Jani Ruscica’s “Screen Test (for a Living Sculpture)” is among the special projects at Pulse (courtesy of Otto Zoo)

PULSE
The Metropolitan Pavilion
125 West 18th St.
May 9-12, $20 (run of show $25)
www.pulse-art.com/new-york

The always enjoyable Pulse is back at the Metropolitan Pavilion, with nearly fifty international galleries part of its main exhibition and another thirteen in its Impulse cutting-edge section. This year’s Pulse Projects features Tristin Lowe’s “Comet Nature,” Lisa Lozano and Tora Lopez’s “We Couldn’t Remember What We Came to Forget,” Franco Mondini-Ruiz’s “Spring Flings & Pretty Things,” Russell Maltz’s “Painted/Stacked,” Jason Rogenes’s “CH1M3R4,” and Tim Youd’s “Typing Tropic.” The multimedia Pulse Play lounge will be showing Jani Ruscica’s Screen Test (for a Living Sculpture), Robbie Cornelissen’s The Labyrinth Runner, and Lars Arrhenius’s The Street, there will be a Pulse New York Chelsea Gallery Walk and after-party on Thursday night, and a free shuttle bus will take people between Pulse and the Frieze ferry stop.

The cutlog fair makes New York debut with indoor and outdoor events

The cutlog fair makes New York debut with indoor and outdoor events

CUTLOG NY
Clemente Soto Vélez Center
107 Suffolk St. between Rivington & Delancey Sts.
May 9-13, $15 (run of show $25)
www.cutlogny.org

Making its New York debut, cutlog is a whirlwind event focusing on collaboration and innovation in multiple disciplines. Held at the Clemente on the Lower East Side, cutlog NY includes such exhibitors as Tel Aviv’s Art Connections, Paris’s Galerie Dix9 and Olivier Watman, Antwerp’s Marion de Cannière, London’s House of the Nobleman, Milano’s Edward Cutler, Lyon’s Céline Moine, Istanbul’s Gama, and Vancouver’s the Apartment, but it’s the special projects that highlight this highly anticipated fair. There will be projected images outdoors on Thursday, Friday, and Saturday nights; such live performances and installations as Movement Research re-creating Anna Halprin’s “Mirror Piece,” the Fantastic Nobodies’ “Free Car Wash,” Tyler Matthew Oyer’s cabaret “Gone for Gold,” Marni Kotak’s exercise-obsessed “Calorie Countdown,” a site-specific dance by Netta Yerushalmy, and Phoebe Rathmell’s “Visceral Transcendence,” among others; and talks with Harvey Stein and John Lurie.

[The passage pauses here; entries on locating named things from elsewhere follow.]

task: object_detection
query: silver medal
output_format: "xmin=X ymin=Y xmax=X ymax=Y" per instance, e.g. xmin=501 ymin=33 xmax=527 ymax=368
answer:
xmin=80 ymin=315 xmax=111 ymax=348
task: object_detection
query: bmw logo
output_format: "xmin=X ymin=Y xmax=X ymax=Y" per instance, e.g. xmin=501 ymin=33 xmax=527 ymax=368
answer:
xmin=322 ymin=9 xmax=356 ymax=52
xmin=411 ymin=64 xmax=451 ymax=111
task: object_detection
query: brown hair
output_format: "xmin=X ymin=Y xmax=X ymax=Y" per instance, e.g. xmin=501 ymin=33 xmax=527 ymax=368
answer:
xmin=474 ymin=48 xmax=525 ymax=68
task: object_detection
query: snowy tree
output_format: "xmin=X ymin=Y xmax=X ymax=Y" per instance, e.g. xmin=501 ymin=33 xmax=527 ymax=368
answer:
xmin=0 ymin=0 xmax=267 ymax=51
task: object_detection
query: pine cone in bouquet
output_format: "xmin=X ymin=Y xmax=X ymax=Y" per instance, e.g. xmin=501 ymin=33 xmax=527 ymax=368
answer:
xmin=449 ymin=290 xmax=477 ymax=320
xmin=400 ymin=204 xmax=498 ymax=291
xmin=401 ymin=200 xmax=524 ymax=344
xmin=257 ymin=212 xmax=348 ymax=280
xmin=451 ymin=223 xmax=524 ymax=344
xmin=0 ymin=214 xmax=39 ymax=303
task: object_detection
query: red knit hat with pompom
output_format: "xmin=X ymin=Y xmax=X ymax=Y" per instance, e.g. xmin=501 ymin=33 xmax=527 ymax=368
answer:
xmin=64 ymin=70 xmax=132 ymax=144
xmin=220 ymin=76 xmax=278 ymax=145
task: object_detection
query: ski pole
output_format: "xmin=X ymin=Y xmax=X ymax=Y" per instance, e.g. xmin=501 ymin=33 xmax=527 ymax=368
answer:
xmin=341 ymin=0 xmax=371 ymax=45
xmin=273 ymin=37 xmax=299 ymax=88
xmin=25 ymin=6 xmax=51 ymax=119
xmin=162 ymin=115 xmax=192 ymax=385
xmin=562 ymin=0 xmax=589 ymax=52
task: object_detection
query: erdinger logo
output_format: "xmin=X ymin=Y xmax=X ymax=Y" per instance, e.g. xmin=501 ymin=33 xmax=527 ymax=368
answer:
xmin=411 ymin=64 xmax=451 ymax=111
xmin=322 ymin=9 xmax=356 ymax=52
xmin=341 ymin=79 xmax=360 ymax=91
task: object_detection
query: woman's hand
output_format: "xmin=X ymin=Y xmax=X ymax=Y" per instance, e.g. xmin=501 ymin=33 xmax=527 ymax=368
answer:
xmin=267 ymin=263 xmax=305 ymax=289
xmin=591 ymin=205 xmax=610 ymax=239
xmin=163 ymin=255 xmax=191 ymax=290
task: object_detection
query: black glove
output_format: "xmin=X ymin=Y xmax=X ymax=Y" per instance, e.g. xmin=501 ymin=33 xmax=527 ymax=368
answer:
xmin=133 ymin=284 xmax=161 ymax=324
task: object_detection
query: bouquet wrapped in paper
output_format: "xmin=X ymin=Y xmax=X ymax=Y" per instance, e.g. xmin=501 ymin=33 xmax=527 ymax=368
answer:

Gaetano Pesce will be at Collective .1 Design with new installation and conversation

Gaetano Pesce will be at Collective .1 Design with new installation and conversation

COLLECTIVE .1 DESIGN FAIR
Pier 57 at 15th St. and the West Side Highway
May 8-11, $25 (run of show $30)
www.collectivedesignfair.com

Another newbie is the Collective .1 Design Fair, founded by Steven Learner to present a curated examination of new and historical design. Approximately two dozen galleries will gather at Pier 57, including Demisch Danant, Jousse Entreprise, Lost City Arts, Maison Gerard, Mondo Cane, and Sebastian + Barquet, with installations by Gaetano Pesce, Sebastian Errazuriz, and Dana Barnes, tours, book signings with Christopher Bascom Rawlins and Jeffrey Head, and such Collective Conversations as “Inside the Design Market,” “Obsessed — Collecting in the 21st Century,” and “In Dialogue” with Gaetano Pesce and curator Daniella Ohad Smith.